Economicité, adéquation et efficacité en politique de santé

FMH
Édition
2022/0102
DOI:
https://doi.org/10.4414/bms.2022.20444
Bull Med Suisses. 2022;103(0102):4

Affiliations
Dre méd., présidente de la FMH

Publié le 04.01.2022

De 2021, le corps médical se souviendra surtout de la pandémie de Covid-19; elle qui a déjà marqué 2020 et impactera sans doute aussi 2022. Beaucoup d’entre nous se sont sentis lâchés par les milieux politiques. Non qu’ils n’aient rien fait, au contraire, mais leurs actions n’étaient pas véritablement adaptées à la pratique médicale, ce qui a occasionné des difficultés supplémentaires. Beaucoup de praticiens se souviendront notamment de l’ouverture de la vaccination alors qu’ils ne disposaient pas de vaccins, et de nombreux médecins hospitaliers garderont en mémoire l’augmentation rapide du nombre de cas et comment la Confé­dération et les cantons ont laissé faire en espérant que le système de santé arrive à les absorber.

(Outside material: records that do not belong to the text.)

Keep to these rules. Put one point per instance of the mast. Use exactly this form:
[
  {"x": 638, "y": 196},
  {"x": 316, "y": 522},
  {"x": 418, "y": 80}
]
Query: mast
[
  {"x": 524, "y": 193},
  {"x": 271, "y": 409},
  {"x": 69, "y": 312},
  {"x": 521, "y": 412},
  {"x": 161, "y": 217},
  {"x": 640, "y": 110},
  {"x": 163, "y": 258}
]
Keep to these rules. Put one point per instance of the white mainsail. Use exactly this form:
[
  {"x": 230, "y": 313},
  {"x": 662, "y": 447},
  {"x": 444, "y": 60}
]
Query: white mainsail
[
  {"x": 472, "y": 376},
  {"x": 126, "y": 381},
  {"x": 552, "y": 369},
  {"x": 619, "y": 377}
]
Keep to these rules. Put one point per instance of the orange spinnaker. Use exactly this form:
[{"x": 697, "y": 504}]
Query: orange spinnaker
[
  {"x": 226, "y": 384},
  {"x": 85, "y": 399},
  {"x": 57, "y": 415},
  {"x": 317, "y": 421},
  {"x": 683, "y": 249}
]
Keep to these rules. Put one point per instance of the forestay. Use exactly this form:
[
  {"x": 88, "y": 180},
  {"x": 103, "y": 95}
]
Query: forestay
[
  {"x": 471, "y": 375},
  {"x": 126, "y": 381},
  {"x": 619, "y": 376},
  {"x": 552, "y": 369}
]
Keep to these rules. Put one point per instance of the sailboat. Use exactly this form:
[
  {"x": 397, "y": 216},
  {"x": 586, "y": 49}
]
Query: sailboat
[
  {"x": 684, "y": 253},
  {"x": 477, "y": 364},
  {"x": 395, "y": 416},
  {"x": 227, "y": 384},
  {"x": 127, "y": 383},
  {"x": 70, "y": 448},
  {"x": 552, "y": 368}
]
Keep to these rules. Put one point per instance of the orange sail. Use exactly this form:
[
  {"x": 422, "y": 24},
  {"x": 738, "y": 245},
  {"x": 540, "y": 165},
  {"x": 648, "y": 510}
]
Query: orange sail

Tout porterait à croire que la pandémie a révélé ce qui fonctionne bien et moins bien dans notre pays. Alors que les patients ont pu être pris en charge par notre système de santé qui s’est avéré efficace dans une situation extrême et que le taux de mortalité du Covid-19 est resté bas en comparaison internationale, les autorités ont manqué plusieurs fois à leurs responsabilités. Néanmoins, il semble que les interventions de plus en plus musclées de l’Etat dans le système de santé n’entament en rien la confiance de certains acteurs dans la plus-value de ces interventions. Le nombre de dossiers relatifs à la politique de la santé traités au Parlement a été multiplié par cinq de 2000 à 2020 et les textes de loi ont augmenté plus fortement que les coûts de la santé. Dans ce contexte, rien de plus normal que de nouvelles lois soient également entrées en vigueur en 2021: la clause du besoin et la loi concernant la qualité et l’économicité doivent aussi permettre de lutter contre la surmédicalisation. De plus, le premier volet de mesures visant à freiner la hausse des coûts a donné lieu à l’adoption de nombreuses nouvelles règlementations.

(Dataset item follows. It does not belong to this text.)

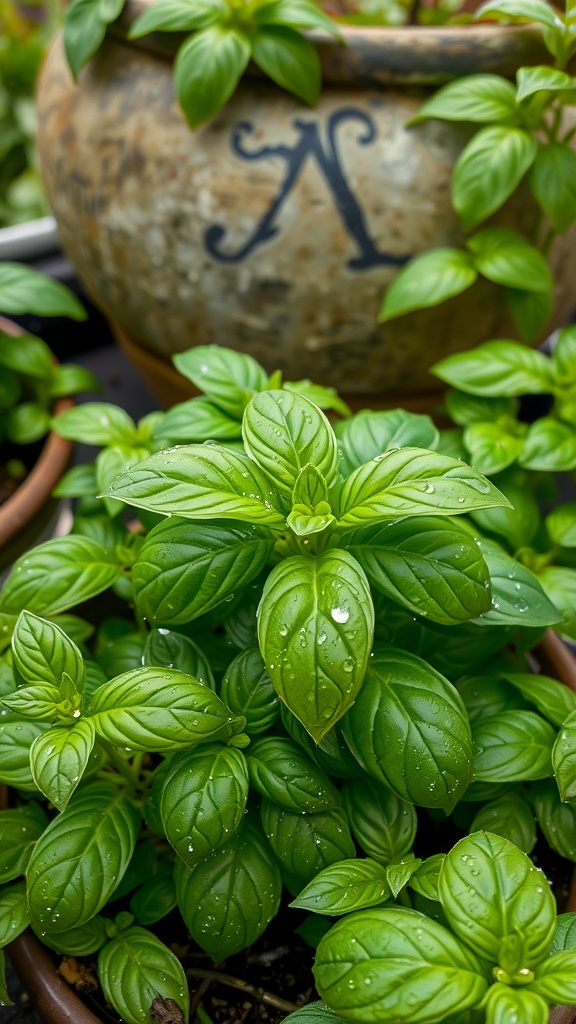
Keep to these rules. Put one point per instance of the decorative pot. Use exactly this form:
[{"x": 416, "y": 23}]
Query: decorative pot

Le projet de régulation le plus important nous attend cependant en 2022 avec l’objectif de maîtrise des coûts que le Conseil fédéral souhaite proposer en tant que contre-projet indirect à l’initiative pour un frein aux coûts. Si le Conseil fédéral était un médecin, il devrait se demander si le traitement préconisé est conforme aux critères d’efficacité, d’adéquation et d’économicité (EAE), car l’objectif de maîtrise des coûts ne l’est clairement pas. Il suffit de consulter les études de la Confédération et d’observer ce qui se passe au-delà de nos frontières où les coûts de santé augmentent de manière similaire pour se convaincre de l’inefficacité des ­budgets fixés à l’avance. On peut également douter de l’adéquation de cette mesure qui vise 2,7% d’augmentation à long terme alors que la hausse mesurée au cours de la dernière décennie ne dépasse pas ~2,5%. Vu sous cet angle, instaurer des objectifs de coûts et de contrôle revient à de la «surmédicalisation» sans compter que ce qui est superflu est rarement économique, d’autant moins s’il implique une bureaucratie coûteuse et réduit l’efficacité.

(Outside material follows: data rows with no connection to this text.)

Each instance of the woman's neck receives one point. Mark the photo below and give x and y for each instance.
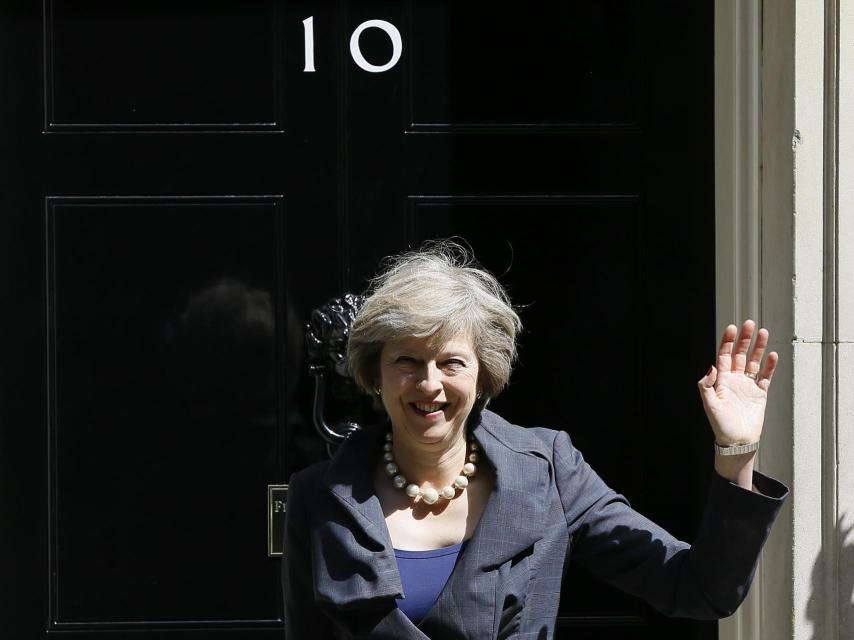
(436, 464)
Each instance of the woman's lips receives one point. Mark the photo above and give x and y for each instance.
(428, 409)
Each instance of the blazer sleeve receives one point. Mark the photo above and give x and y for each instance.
(706, 580)
(303, 619)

L’objectif de maîtrise des coûts exige précisément des pouvoirs publics les compétences qui leur ont manqué durant la pandémie: comment la Confédération et les cantons arriveront-ils à prévoir correctement des variations de coûts imprévisibles alors qu’ils n’ont pas su anticiper des défis prévisibles? Comment surmonter l’esprit de clocher, le cloisonnement des mentalités et le fractionnement des responsabilités si paralysants en temps de crise, si l’on introduit des objectifs de coûts spécifiques à chaque canton et à chaque spécialisation? 2021 a montré que les milieux politiques n’étaient pas en mesure d’anticiper ni de réagir vite aux imprévus du domaine de la santé. La longue phase d’inaction ­politique avant la votation sur la loi Covid-19 a rappelé à quel point la mise en conflit d’intérêts politiques et d’objectifs de santé pouvait être nocive. Par ailleurs, le manque croissant de personnel révèle que les professionnels de santé ne pourront pas compenser indéfiniment les erreurs de gestion. Il est donc indispensable que le Parlement analyse soigneusement les critères d’efficacité, d’économicité et d’adéquation, car sans eux, la législation ne sera pas un soutien pour la prise en charge médicale.